Co-determination, Stakeholders and the Social Chapter
In post-war Germany as a political defence against against communism,
co-determination was defined in the constitution to balance the tension between
owners and employees. Coal and steel industry firms were required to set up
elected supervisory boards (five shareholders and five employees with an eleventh
elected). This board appoints a executive board (two business specialists and a
trade unionist) to manage operations.Similar power-sharing structures (worker
directors) can be found in Scandinavia. Today, the Social Chapter of the
Maastricht agreement promotes the establishment of Works Councils. How can the
effectiveness of such structures be evaluated?
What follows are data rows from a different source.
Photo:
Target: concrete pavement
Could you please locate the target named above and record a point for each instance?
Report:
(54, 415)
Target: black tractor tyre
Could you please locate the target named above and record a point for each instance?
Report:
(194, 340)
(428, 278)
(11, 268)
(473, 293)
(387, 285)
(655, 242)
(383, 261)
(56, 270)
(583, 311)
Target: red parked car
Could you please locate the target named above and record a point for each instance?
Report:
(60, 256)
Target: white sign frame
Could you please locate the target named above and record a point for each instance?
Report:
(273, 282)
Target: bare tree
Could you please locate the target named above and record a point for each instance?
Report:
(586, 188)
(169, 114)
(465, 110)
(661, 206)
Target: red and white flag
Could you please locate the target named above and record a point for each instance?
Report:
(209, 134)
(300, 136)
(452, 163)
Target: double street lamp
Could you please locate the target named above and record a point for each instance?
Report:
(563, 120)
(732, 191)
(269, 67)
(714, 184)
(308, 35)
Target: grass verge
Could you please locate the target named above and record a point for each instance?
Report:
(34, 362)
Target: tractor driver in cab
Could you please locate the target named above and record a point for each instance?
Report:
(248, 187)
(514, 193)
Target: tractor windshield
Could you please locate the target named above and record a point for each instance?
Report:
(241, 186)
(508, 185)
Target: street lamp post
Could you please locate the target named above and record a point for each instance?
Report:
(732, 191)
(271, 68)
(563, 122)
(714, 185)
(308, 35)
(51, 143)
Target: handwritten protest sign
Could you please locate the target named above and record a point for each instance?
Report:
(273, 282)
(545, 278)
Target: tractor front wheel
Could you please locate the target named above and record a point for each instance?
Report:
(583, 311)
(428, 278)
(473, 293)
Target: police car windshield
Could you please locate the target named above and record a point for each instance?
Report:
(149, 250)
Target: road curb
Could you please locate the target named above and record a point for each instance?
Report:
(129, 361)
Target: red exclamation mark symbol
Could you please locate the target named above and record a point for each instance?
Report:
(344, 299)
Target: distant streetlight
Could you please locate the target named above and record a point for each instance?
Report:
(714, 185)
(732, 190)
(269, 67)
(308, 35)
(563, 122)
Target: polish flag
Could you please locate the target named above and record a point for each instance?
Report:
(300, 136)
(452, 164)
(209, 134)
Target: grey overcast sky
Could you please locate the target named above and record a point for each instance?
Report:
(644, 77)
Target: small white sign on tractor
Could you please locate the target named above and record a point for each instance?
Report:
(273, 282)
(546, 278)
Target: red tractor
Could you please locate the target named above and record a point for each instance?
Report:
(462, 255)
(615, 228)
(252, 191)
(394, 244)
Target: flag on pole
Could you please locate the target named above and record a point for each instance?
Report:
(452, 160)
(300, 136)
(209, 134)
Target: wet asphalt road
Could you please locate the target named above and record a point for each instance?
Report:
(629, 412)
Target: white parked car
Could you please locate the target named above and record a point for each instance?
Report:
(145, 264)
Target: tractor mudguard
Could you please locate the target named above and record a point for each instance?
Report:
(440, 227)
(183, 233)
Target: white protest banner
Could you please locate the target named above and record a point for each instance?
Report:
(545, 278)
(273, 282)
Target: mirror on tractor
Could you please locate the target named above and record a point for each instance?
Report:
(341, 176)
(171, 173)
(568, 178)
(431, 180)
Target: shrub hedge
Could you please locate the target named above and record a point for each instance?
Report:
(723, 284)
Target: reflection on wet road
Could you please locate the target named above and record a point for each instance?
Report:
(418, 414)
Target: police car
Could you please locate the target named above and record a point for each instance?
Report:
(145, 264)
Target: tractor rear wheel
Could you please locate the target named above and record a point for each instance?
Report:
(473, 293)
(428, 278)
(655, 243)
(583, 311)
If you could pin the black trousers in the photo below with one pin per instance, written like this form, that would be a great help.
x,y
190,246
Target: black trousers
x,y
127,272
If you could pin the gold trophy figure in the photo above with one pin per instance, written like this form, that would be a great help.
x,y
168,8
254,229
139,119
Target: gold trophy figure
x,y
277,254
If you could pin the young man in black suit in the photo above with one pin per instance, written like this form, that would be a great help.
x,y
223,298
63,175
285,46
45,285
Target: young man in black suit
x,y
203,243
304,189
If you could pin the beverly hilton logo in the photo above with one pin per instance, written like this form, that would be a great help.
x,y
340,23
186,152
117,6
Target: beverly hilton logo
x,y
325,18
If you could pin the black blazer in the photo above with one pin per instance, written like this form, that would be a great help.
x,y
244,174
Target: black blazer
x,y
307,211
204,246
The Bullock report to the Callaghan administration in the mid-70's proposed supervisory board structure for UK industry. However trade unions were unwilling to "join management" and resign their traditional, adversarial role thus, they argued, compromising their ability to challenge managerial action. Business policy can be criticised openly from opposition as a countervailing force constraining the other side. Involvement in company decision-making where sensitive business information is involved - the need to conceal this from commercial rivals also restricts the ability to communicate it to those who have elected you to office. The open government problem conflicts with the pragmatism of market force ethically delivered or not.
Opposition to co-determinism is as political as encouraging it. The scope for worker democracy is constrained by managerial/ownership purposes and the political interests of workers themselves. In works councils sharing in decisions may be limited to non-strategic items (training, health and safety, welfare support, community projects etc) and exclude e.g. closures, acquisitions and divestments, major funding and re-structuring.